Chocolate Babka – The Recipe
- 75 ml milk
- 20 g golden caster sugar granulated is fine too
- 15 g fresh yeast or 7g (2 ¼ tsp) dried yeast (not instant)
- 300 g unbleached plain flour
- ½ tsp sea salt
- 2 eggs
- 75 g unsalted butter – softened, ie not fridge cold
- 60 g salted butter
- 100 g dark chocolate (at least 70%)
- 80 g light brown sugar
- 2 tsp ground cinnamon
- 2 tsp cocoa powder
- 25 g golden caster sugar (granulated is fine too)
- 20 ml water
- Warm the milk up in a small pan until hand hot.
- Pour it into your mixing bowl and add the sugar and yeast. Stir until the yeast is dissolved, then cover with a plastic bag or tea towel and leave to ferment for ten to fifteen minutes.
- When it's bubbled up a bit, add the flour, salt and eggs. Using the dough hook of your mixer, knead for seven minutes.
- After a couple of minutes, start to add the softened butter, one piece at a time. Don't worry if the dough seems a little soft. It's meant to be. But it's for this reason that it's easier to use an electric mixer to knead the dough.
- Leave it in a cool place for five to ten minutes to firm up a bit.

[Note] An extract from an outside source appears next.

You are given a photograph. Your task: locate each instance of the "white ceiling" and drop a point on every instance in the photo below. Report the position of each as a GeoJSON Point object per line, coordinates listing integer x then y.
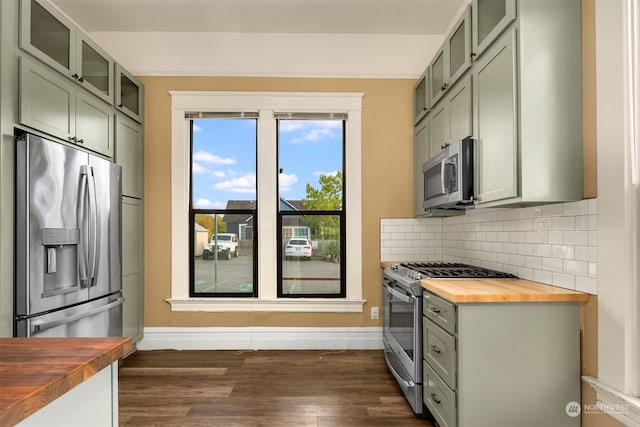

- Gather the dough into a ball and place it on a large floured surface. Form it into a rectangle and roll out to, roughly 40cm by 30cm. Don't worry if it's not exact. Each babka is unique.
- Spread the chocolate filling over the dough with a flat bladed knife, leaving a one centimetre gap around the edges.
- Roll the dough up lengthways so that you end up with a snake like tube. Leaving a couple of centimetres at one end in tact, slice the roll in half lengthways.
- Plait the two strands together, starting at the joined end. Twist the strands as you go so that the chocolate layers are mixed up.
- Pinch the ends together, then lay into your bundt mould or loaf tin, doubling up as needed.
- Place inside a plastic bag or cover with a tea towel and leave for a one and a half to two hours to double in size.
- When the dough is nearly ready, turn the oven on to 190℃ (375℉, Gas 5) and leave it to heat up.
- Place the babka on the middle shelf of the even, then turn the heat down to 180℃ (350℉, Gas 4). Bake for 35 minutes. The babka is done when the bottom sounds hollow when tapped. Just tip it out of its mould or tin onto a wire rack and test. If it needs a bit longer, place it back in the mould or tin and bake for a further five minutes.
- Pour the syrup over the top of the babka and use a brush to ensure as much of it is coated as possible. The bread will soak it up quite quickly.
- Leave in the mould for five minutes for the syrup to soak in properly, then turn it out onto a wire rack to cool.
- Melt the butter in the milk pan, over a low heat. Break the chocolate into pieces and add to the pan. Turn off the heat and leave the chocolate to melt.
- As soon as the chocolate has melted, add the sugar, cinnamon and cocoa powder. Stir until more or less smooth.
- Allow to cool and thicken enough so that it's spreadable, but not so thick that it will tear the dough.
- Warm the sugar and water in a pan until the sugar has dissolved. Bring to the boil, then turn off the heat and leave to cool. The liquid should be syrupy, but still runny.
I’m sharing this recipe for chocolate babka with Lost in Food for #CookBlogShare.